A B-frame compares both the preceding and subsequent I- or P-frame data. The B-frame contains the average of matching macroblocks or motion vectors. Because a B-frame is encoded based upon both preceding and subsequent frame data, it effectively stores motion information.
Thus, MPEG-2 achieves its compression by assuming that only small portions of an image change over time, making the representation of these additional frames extremely compact. Although GOPs have no relationship between themselves, the frames within a GOP have a specific relationship which builds off the initial I-frame.
The compressed video and audio data are carried by continuous elementary streams, respectively, which are broken into access units or packets, resulting in packetized elementary streams (PESs). These packets are identified by headers that contain time stamps for synchronizing, and are used to form MPEG-2 transport streams. For digital broadcasting, multiple programs and their associated PESs are multiplexed into a single transport stream. A transport stream has PES packets further subdivided into short fixed-size data packets, in which multiple programs encoded with different clocks can be carried. A transport stream not only comprises a multiplex of audio and video PESs, but also other data such as MPEG-2 program specific information (sometimes referred to as metadata) describing the transport stream. The MPEG-2 metadata may include a program associated table (PAT) that lists every program in the transport stream. Each entry in the PAT points to an individual program map table (PMT) that lists the elementary streams making up each program. Some programs are open, but some programs may be subject to conditional access (encryption) and this information is also carried in the MPEG-2 transport stream, possibly as metadata.

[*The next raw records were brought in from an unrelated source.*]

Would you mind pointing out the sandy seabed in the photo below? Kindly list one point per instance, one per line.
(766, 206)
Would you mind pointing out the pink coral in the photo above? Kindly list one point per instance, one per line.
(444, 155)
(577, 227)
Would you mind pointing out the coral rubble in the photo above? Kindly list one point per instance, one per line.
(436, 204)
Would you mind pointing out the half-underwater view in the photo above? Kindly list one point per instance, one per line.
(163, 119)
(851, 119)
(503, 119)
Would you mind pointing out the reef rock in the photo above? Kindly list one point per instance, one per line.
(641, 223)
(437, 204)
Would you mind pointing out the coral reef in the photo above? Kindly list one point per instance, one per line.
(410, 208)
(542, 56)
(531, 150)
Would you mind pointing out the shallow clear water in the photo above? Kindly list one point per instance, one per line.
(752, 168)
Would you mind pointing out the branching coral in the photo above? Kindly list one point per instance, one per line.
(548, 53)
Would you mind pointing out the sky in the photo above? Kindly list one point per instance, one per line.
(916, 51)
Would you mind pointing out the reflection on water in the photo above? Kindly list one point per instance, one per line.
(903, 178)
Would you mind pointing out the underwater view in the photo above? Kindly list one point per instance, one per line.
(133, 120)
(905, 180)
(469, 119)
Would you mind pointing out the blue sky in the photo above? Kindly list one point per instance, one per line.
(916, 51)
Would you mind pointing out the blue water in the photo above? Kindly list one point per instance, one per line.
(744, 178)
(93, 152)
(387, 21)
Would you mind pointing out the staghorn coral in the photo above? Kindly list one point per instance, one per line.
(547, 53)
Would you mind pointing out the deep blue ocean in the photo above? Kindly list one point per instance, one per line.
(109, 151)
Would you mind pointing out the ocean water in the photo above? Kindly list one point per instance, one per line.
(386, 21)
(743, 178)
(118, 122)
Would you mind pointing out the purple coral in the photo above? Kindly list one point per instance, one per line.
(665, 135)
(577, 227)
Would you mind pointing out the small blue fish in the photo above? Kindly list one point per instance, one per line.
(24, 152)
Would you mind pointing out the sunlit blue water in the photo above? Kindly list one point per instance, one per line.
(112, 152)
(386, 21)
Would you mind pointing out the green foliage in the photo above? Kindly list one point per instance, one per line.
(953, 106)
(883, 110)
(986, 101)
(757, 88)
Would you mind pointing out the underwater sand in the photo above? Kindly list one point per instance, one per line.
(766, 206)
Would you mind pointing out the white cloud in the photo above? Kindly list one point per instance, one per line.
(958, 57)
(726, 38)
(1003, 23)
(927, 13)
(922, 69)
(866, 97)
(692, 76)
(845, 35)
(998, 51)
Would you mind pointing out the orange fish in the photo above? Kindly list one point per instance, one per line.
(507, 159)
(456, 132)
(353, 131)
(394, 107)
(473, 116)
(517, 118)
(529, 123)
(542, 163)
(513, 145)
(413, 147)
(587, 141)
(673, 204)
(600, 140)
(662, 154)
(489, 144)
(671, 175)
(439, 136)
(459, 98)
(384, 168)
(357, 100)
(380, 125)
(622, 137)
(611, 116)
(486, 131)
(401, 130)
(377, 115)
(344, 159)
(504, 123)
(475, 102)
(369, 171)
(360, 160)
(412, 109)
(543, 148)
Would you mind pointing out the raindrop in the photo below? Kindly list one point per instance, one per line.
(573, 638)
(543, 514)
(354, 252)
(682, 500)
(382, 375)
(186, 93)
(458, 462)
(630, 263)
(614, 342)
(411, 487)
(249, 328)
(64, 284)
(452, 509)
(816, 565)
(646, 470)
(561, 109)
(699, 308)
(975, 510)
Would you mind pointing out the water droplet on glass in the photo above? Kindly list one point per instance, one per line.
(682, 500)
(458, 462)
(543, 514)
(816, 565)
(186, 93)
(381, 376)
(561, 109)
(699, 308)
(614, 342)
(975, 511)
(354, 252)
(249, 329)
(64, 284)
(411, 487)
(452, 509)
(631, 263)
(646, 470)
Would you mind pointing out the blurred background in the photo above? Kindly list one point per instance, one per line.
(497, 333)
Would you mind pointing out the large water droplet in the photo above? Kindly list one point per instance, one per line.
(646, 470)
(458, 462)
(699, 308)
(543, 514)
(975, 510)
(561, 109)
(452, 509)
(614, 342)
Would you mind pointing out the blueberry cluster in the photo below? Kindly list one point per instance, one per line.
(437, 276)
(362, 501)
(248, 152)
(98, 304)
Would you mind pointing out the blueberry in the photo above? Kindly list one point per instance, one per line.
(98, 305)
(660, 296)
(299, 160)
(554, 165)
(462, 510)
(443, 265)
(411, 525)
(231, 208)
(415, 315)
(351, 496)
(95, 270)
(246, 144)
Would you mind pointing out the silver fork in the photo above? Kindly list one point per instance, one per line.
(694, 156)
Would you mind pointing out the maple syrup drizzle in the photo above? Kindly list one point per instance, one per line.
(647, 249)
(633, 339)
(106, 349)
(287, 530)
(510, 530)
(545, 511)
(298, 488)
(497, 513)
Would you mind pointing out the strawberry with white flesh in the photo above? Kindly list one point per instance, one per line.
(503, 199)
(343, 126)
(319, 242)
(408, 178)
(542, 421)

The aforementioned fixed-size data packets in a transport stream each carry a packet identifier (PID) code. Packets in the same elementary streams all have the same PID, so that a decoder can select the elementary stream(s) it needs and reject the remainder. Packet-continuity counters may be implemented to ensure that every packet that is needed to decode a stream is received.
Use of personal video recorders (PVRs), also known as digital video recorder (DVRs), such as TiVo and ReplayTV devices, provide conveniences to viewers of television programming. For example, if a PVR user is watching an in-progress broadcast program, the user may rewind the recorded portion of the program to a certain point that has already been broadcast or may pause for subsequent playing, rewinding and/or fast-forwarding. Similarly, for programming that has already been broadcast and recorded, the user may also apply any of these PVR functions.
The cable TV industry has been fervently pursuing a “network PVR (NPVR)” approach allowing the user to perform the analogous PVR functions through use of a network, rather than a local PVR device. In fact, a network architecture and functionalities for implementing such an NPVR approach have been developed and are described, e.g., in copending commonly assigned application Ser. No. 10/263,015, filed on Oct. 2, 2002, hereby incorporated by reference.
In some instances, however, the aforementioned PVR functions may have an adverse effect on advertisers. For instance, if a PVR user decides to rewind or fast-forward past a commercial, the user would hardly realize the impression of the commercial at a high rewind or fast-forward speed, and thus appreciate its effect intended by the advertiser.